The ODM team has always been very keen on taking care that ODM is "downwards compatible", i.e. that a valid ODM file of an earlier version is (except for the namespace usage) also a valid ODM file in the new versions. When we do deprecate an element or attribute, we always further support it for two intermediate versions. This is in huge contrast with HL7, where versions 2 and 3 of the standard are totally incompatible (0% reuse possible).
And even then. E.g. for define.xml we will provide an XSLT transformation stylesheet that transforms define.xml v.1.0 files into define.xml v.2.0 files.
"Several commenters noted that there is a
need for international harmonization of clinical data standards, a fact
highlighted even by groups that oppose CDISC/ODM. The Vereniging
EN13606 Consortium, a Dutch
group that backs a European communication standard called ISO 13606
EHR, and a group at Oxford University that backs other international
standards development initiatives both called for better harmonization."
As I already showed in a previous contribution, it is now already possible to include data points from electronic health records (EHRs) in ODM. In that blog contribution, I demonstrated how that can be done for data points from CDA EHRs, but the same is equally true for data points coming from EN13606-based EHRs (such as OpenEHR).
The commenters are right about international harmonization, but what they point to is essentially the "EHR standards war" between HL7 on one side and OpenEHR/ISO13606 on the other side.
It should not be the task to CDISC to solve this conflict, but our submission standard should be able to support both, which it does already do now.
It should not be the task to CDISC to solve this conflict, but our submission standard should be able to support both, which it does already do now.
Your comments are as always highly appreciated.
Sunday, September 23, 2012
Define.xml draft 2.0 is out
The long-awaited version 2.0 of the define.xml standard has now been published for public review by CDISC. It can be downloaded from the CDISC website at: http://www.cdisc.org/define-xml. If you are interested in define.xml, please download the distribution, review it and send your comments not later than October 1st. There is a separate file in the distribution explaining how to submit your comments.
Version 2.0 (draft) is based on the latest version of the ODM standard (v.1.3.1) taking away many of the limitations of v.1.0 of define.xml.
I am currently writing up my comments (good and bad) and already have more than 10 pages.

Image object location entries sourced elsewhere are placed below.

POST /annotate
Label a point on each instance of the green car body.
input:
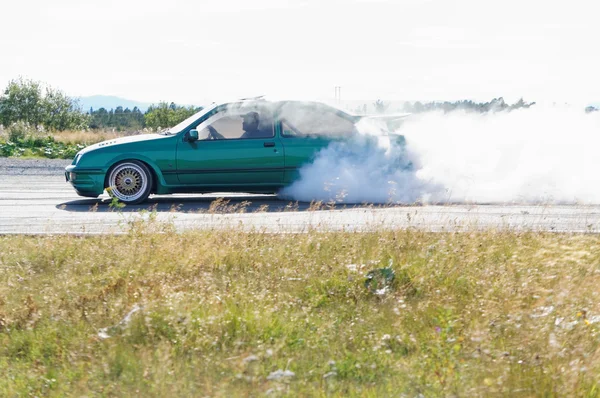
(206, 152)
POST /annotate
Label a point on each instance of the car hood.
(124, 140)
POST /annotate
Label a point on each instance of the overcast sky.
(188, 51)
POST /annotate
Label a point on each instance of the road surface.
(35, 199)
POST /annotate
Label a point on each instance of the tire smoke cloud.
(535, 155)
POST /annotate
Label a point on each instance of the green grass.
(468, 314)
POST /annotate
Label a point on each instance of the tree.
(62, 112)
(23, 100)
(40, 105)
(167, 115)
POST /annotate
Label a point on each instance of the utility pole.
(338, 94)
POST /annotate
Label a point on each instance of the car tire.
(129, 181)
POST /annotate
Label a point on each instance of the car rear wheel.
(130, 182)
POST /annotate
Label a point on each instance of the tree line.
(44, 107)
(495, 105)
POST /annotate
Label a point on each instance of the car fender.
(160, 184)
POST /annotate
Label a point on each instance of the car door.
(229, 157)
(306, 129)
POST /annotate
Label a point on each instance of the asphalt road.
(35, 199)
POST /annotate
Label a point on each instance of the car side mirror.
(192, 136)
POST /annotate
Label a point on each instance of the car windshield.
(177, 128)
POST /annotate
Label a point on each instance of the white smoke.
(534, 155)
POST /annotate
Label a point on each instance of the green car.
(251, 146)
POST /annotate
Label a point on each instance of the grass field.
(157, 313)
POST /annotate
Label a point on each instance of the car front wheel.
(130, 182)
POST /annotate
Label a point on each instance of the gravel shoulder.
(16, 166)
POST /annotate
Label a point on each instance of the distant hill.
(109, 102)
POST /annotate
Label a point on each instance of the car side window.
(302, 122)
(240, 125)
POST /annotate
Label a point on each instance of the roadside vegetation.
(37, 120)
(159, 313)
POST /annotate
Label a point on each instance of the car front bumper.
(87, 182)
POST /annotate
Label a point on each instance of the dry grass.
(471, 314)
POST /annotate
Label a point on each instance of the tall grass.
(156, 313)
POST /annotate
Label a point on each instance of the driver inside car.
(250, 125)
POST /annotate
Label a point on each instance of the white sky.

The overall impression is however good - I think we are again taking a major step forward.
Some things I liked especially in the draft v.2.0:
- the "WhereClause" allows to define which units of measurement and categories (--CAT variables) for which cases (based on ValueLists e.g. for --ORRES).

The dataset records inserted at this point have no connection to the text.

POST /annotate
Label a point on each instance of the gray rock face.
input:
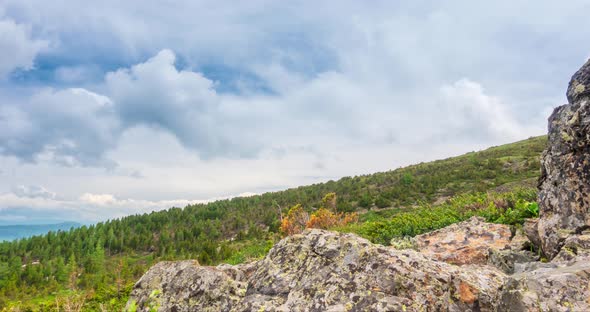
(550, 287)
(564, 186)
(321, 271)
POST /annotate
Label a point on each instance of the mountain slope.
(99, 263)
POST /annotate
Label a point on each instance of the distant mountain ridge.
(12, 232)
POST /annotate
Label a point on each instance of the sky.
(110, 108)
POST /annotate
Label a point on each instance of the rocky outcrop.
(468, 242)
(470, 266)
(327, 271)
(564, 186)
(321, 271)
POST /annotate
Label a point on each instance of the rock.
(186, 286)
(322, 271)
(575, 247)
(467, 242)
(506, 260)
(531, 230)
(553, 288)
(405, 242)
(564, 185)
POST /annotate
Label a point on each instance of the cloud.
(33, 191)
(19, 47)
(156, 94)
(71, 127)
(34, 204)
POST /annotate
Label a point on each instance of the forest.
(94, 267)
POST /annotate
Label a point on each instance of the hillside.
(98, 264)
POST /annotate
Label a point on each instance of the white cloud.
(324, 90)
(33, 191)
(156, 94)
(19, 47)
(71, 127)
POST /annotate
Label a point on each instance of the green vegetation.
(96, 266)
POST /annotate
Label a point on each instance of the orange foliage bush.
(298, 219)
(295, 221)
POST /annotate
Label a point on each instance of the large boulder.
(548, 287)
(322, 271)
(467, 242)
(564, 185)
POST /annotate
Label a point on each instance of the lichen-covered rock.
(575, 247)
(564, 185)
(322, 271)
(467, 242)
(506, 259)
(551, 287)
(187, 286)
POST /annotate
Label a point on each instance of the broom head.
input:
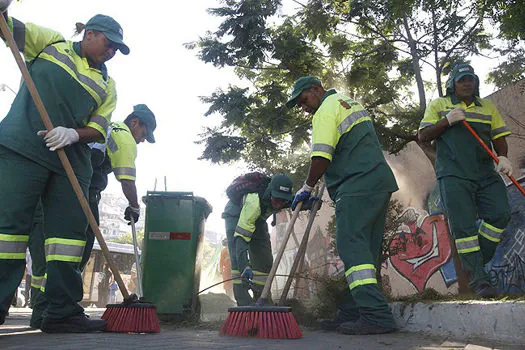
(132, 316)
(273, 322)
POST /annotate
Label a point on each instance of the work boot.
(73, 324)
(486, 291)
(363, 327)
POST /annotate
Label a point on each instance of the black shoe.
(74, 324)
(486, 291)
(35, 323)
(332, 324)
(363, 327)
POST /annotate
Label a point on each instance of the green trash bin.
(170, 257)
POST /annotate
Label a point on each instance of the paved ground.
(15, 334)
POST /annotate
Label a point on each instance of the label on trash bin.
(170, 236)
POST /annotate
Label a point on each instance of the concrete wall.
(421, 252)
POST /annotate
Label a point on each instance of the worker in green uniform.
(345, 149)
(470, 185)
(121, 153)
(117, 155)
(248, 238)
(79, 96)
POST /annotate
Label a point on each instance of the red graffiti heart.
(423, 251)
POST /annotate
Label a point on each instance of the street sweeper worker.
(345, 149)
(468, 179)
(116, 155)
(79, 96)
(247, 232)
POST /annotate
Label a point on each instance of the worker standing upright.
(345, 149)
(247, 232)
(469, 184)
(79, 96)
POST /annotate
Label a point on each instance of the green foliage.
(373, 50)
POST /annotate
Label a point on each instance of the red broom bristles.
(273, 323)
(136, 317)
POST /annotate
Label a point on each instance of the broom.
(491, 154)
(261, 320)
(136, 316)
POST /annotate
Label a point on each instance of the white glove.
(504, 166)
(455, 116)
(59, 137)
(4, 4)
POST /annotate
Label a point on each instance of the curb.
(491, 320)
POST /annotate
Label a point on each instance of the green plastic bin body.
(171, 270)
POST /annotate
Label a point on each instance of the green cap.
(111, 29)
(460, 71)
(142, 112)
(281, 187)
(301, 84)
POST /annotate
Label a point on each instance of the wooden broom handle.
(61, 154)
(469, 128)
(277, 260)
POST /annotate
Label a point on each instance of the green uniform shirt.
(74, 94)
(458, 152)
(253, 210)
(343, 133)
(122, 152)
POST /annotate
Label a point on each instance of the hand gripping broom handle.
(61, 154)
(277, 260)
(469, 128)
(302, 248)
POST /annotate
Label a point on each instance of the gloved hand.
(504, 166)
(4, 4)
(455, 116)
(310, 203)
(247, 275)
(131, 213)
(302, 195)
(59, 137)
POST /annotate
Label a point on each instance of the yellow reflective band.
(467, 245)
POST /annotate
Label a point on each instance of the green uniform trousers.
(360, 222)
(465, 202)
(23, 183)
(259, 250)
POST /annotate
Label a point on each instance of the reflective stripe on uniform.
(260, 277)
(360, 275)
(100, 120)
(243, 232)
(351, 119)
(321, 147)
(62, 249)
(88, 81)
(13, 247)
(467, 245)
(37, 281)
(490, 232)
(44, 281)
(125, 171)
(236, 275)
(19, 34)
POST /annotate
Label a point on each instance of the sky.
(166, 76)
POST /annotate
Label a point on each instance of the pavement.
(16, 334)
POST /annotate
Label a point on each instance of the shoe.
(73, 324)
(332, 324)
(363, 327)
(35, 323)
(486, 291)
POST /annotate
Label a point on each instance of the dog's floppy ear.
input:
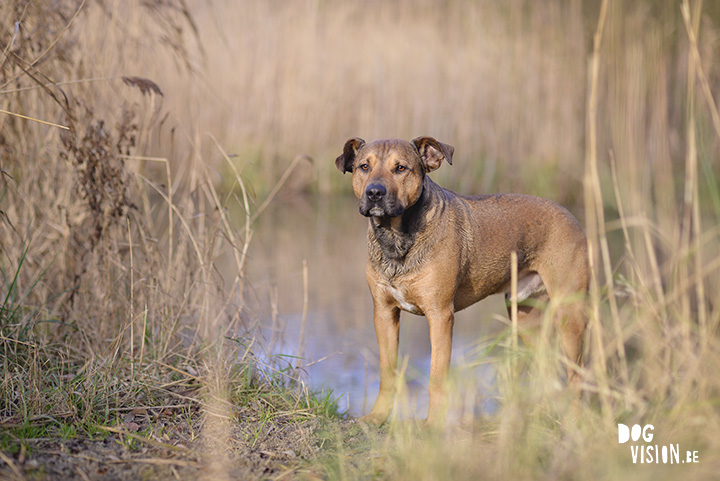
(345, 162)
(433, 152)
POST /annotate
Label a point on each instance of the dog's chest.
(404, 304)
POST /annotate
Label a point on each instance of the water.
(340, 348)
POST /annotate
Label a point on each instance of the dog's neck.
(391, 239)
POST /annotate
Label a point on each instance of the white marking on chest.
(529, 285)
(400, 298)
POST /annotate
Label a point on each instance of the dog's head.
(388, 174)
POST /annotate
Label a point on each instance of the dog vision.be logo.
(643, 452)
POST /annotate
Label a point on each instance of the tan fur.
(433, 252)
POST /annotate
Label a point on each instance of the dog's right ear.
(345, 162)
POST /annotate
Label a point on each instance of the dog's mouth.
(369, 208)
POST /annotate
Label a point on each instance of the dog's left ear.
(433, 152)
(345, 161)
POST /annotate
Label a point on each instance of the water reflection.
(340, 346)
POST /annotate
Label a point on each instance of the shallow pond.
(340, 349)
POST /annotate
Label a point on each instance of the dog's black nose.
(375, 192)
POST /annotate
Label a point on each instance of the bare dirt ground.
(176, 449)
(151, 446)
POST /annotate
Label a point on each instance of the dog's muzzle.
(376, 203)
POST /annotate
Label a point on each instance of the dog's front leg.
(441, 327)
(387, 330)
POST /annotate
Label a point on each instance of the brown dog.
(434, 252)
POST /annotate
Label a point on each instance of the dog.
(433, 252)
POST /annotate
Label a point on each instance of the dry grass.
(112, 228)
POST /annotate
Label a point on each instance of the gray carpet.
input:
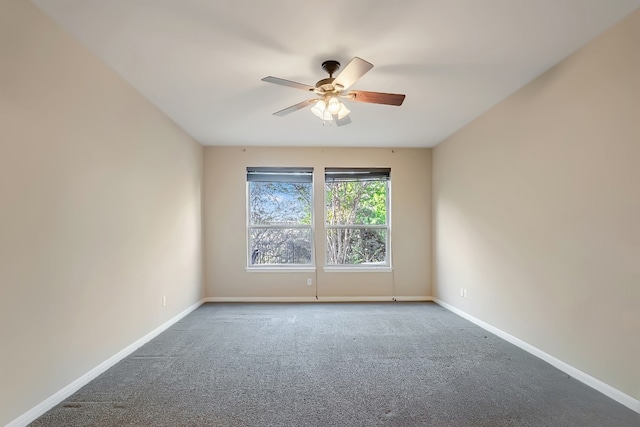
(364, 364)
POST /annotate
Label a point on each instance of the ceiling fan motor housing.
(331, 66)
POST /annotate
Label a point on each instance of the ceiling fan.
(327, 104)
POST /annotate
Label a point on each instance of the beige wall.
(536, 210)
(100, 212)
(225, 223)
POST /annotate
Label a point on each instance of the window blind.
(284, 174)
(356, 174)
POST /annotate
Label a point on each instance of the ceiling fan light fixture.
(334, 105)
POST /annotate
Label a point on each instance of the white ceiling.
(201, 61)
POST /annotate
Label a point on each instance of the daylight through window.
(280, 216)
(357, 217)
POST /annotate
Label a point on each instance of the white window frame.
(387, 266)
(308, 267)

- the "MethodOID" - "MethodDef" pair allows much better to add mapping information.
Things I did not like:
- "MeasurementRef" - "MeasurementDef" pairs are not supported. They are regarded as extensions to the standard. This is a bit stupid, as it breaks "end-to-end" processing. Instead the "WhereClause" needs to be used, which means an extra processing step.
The "WhereClause" is more general and is also applicable to other variables (such as --CAT). The problem however is not a define.xml or ODM problem, it is an SDTM problem!
Stupidly enough, variable qualifiers such as --ORRESU have been defined in SDTM as extra variables, i.e. extra columns in the SDTM table, instead of defining them as attributes (so a third dimension) to the parent variable (--ORRES). The consequence is that there is no way in SDTM to check whether the pair --ORRES / --ORRESU really matches and makes sense. The same applies to the --TESTCD (test code) / --TEST (test name) pair (also see my previous post)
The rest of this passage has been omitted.